İbrahim Karagül "haşhaşi" peşinde
Davutoğlu'nun devrilmesinden sonra AKP içerisinde "Reisçiler" cephesinden saldırıların devamının geleceğine ilişkin bir endişe taşındığı anlaşılıyor.
Yeni Şafak’ın başyazarı İbrahim Karagül, bugünkü “Bütün hesapların üstündeki hesap..” başlıklı yazısında son günlerde ortaya çıkan bozguncu gruba dikkat çekerek “Yeni ‘Haşhaşiler’e” dikkat çekti.

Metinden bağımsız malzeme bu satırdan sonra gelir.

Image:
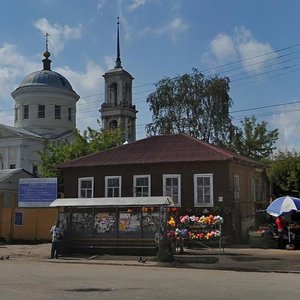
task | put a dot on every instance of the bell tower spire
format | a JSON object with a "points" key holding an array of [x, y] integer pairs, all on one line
{"points": [[118, 59], [117, 111], [46, 60]]}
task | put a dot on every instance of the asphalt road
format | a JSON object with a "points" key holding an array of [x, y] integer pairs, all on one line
{"points": [[39, 280]]}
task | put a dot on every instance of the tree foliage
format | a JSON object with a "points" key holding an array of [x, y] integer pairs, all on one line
{"points": [[191, 104], [253, 139], [284, 174], [91, 141]]}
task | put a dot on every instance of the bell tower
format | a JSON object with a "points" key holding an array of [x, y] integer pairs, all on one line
{"points": [[117, 112]]}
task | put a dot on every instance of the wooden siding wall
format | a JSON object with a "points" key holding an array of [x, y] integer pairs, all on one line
{"points": [[187, 170]]}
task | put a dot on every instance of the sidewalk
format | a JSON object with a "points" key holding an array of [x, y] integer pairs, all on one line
{"points": [[234, 259]]}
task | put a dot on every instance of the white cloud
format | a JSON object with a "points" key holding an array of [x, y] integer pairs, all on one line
{"points": [[222, 47], [100, 4], [242, 45], [288, 124], [136, 4], [171, 29], [90, 86], [59, 35], [13, 67]]}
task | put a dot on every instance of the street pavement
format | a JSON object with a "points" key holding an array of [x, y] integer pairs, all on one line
{"points": [[242, 258]]}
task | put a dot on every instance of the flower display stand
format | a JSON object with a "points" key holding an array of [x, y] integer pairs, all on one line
{"points": [[202, 230]]}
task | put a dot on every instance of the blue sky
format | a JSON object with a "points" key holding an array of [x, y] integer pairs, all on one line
{"points": [[255, 43]]}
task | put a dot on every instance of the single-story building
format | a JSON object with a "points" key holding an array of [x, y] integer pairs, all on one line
{"points": [[201, 178]]}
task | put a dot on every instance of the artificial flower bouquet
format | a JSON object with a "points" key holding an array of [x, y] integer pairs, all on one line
{"points": [[203, 221]]}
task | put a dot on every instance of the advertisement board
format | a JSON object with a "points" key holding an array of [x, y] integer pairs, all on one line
{"points": [[37, 192]]}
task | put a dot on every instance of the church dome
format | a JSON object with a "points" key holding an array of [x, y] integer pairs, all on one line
{"points": [[46, 78]]}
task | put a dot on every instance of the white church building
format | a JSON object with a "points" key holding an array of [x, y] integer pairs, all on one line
{"points": [[45, 110]]}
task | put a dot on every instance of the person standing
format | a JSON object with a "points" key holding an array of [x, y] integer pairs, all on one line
{"points": [[56, 234], [280, 223]]}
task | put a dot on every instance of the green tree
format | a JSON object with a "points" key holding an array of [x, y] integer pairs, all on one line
{"points": [[284, 173], [91, 141], [253, 139], [191, 104]]}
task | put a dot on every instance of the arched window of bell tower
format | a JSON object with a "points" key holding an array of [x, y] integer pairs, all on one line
{"points": [[127, 93], [113, 124], [113, 94], [1, 162]]}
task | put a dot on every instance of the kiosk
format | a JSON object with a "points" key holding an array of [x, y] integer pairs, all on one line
{"points": [[113, 225]]}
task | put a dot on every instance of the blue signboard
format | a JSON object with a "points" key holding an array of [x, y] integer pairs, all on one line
{"points": [[37, 192]]}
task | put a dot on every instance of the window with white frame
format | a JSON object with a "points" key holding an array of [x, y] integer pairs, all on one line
{"points": [[236, 186], [86, 187], [141, 186], [253, 189], [203, 190], [113, 186], [172, 187]]}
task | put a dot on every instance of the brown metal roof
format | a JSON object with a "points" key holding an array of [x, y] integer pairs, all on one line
{"points": [[158, 149]]}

Başbakan Ahmet Davutoğlu’nun devrilmesinden hemen önce “Pelikan Dosyası” adıyla yayınlanan blog sayfasında, “İbrahim Karagül (1 Kasım seçimlerine bir hafta kala, içinde Ali Bulaç gibi paralellerin de ilk sayfada yer aldığı “gelin uzlaşalım kampanyası” başlattı; “Kabinede mason bakan korkusu” türü haberlerle kabineye ayar vermeye çalıştı) ve Yeni Şafak ekibinin neredeyse tamamı (elbette ki Salih Tuna, İsmail Kılıçarslan, Leyla İpekçi, İbrahim Tenekeci gibi bazı istisnalar hariç).” diye anılan Yeni Şafak Genel Yayın Yönetmeni, eskisi bitmeden yeni “haşhaşileri” hedefe oturttu.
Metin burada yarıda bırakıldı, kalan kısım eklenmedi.